TruthorFiction.com previously investigated rumors about Australian food companies using Halal certification.We found a claim that said anyone who buys halal certified foods supports terrorism to be false.
Companies that choose to label certified halal products typically pay an annual licensing fee to use the certification logo, an ABC affiliate in Australia reports:
Processed food companies, who generally pay a set yearly fee for halal certification, were more willing to talk, but few would disclose exactly what this costs.
The Byron Bay Cookie Company said its annual halal certification fee was around $1,500 a year.
This represented about 0.003 per cent of its total cost of doing business, a spokesman told Fact Check.
Geoff Hutchinson, a director of the Fleurieu Milk Company, which forfeited a $50,000 contract to supply yoghurt to Emirates airlines after a sustained anti-halal social media campaign, says halal certification for the contract cost about $1,000, or two per cent of the contract.

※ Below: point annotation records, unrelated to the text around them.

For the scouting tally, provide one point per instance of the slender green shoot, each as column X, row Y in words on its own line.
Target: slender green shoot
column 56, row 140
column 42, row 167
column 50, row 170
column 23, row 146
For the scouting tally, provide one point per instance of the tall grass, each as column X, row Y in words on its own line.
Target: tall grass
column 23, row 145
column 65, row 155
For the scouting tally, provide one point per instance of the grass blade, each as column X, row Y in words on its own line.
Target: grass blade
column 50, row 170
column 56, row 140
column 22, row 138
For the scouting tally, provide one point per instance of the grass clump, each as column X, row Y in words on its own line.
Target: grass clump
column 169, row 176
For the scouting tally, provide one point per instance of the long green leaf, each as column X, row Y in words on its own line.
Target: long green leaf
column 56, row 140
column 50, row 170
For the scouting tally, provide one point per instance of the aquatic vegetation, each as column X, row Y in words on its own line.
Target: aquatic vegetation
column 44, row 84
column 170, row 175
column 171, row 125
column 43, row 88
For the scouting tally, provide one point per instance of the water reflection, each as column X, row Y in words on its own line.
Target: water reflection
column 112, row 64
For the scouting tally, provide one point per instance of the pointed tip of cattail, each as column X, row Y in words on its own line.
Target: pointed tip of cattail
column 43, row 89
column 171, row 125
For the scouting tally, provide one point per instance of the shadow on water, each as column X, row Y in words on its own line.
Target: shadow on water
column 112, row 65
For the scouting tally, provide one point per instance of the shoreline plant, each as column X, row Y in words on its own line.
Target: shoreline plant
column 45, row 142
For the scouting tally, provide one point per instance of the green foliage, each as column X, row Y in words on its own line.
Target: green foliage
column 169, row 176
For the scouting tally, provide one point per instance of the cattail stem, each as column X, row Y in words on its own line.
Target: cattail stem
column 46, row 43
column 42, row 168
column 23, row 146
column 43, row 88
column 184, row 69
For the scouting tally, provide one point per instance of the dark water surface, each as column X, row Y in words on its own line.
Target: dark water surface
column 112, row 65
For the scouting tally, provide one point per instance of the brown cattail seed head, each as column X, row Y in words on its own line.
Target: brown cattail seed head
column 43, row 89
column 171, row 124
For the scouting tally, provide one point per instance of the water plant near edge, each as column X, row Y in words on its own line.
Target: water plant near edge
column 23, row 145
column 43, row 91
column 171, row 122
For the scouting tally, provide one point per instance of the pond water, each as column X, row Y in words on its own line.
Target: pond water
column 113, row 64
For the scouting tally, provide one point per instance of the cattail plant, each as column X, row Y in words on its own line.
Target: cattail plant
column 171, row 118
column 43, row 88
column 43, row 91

A spokeswoman for Nestle said the fees the company paid were negligible in the context of its total business.
“They do not influence the price at which we sell our products. We don’t pass this cost on,” she said.
The point of Dick Smith’s initial message about halal certification was that the company couldn’t pursue it without passing large costs along to its consumers. So, the company’s decision not to pursue certification was not a stand against the so-called “extortion” of halal certification, as the rumor claims.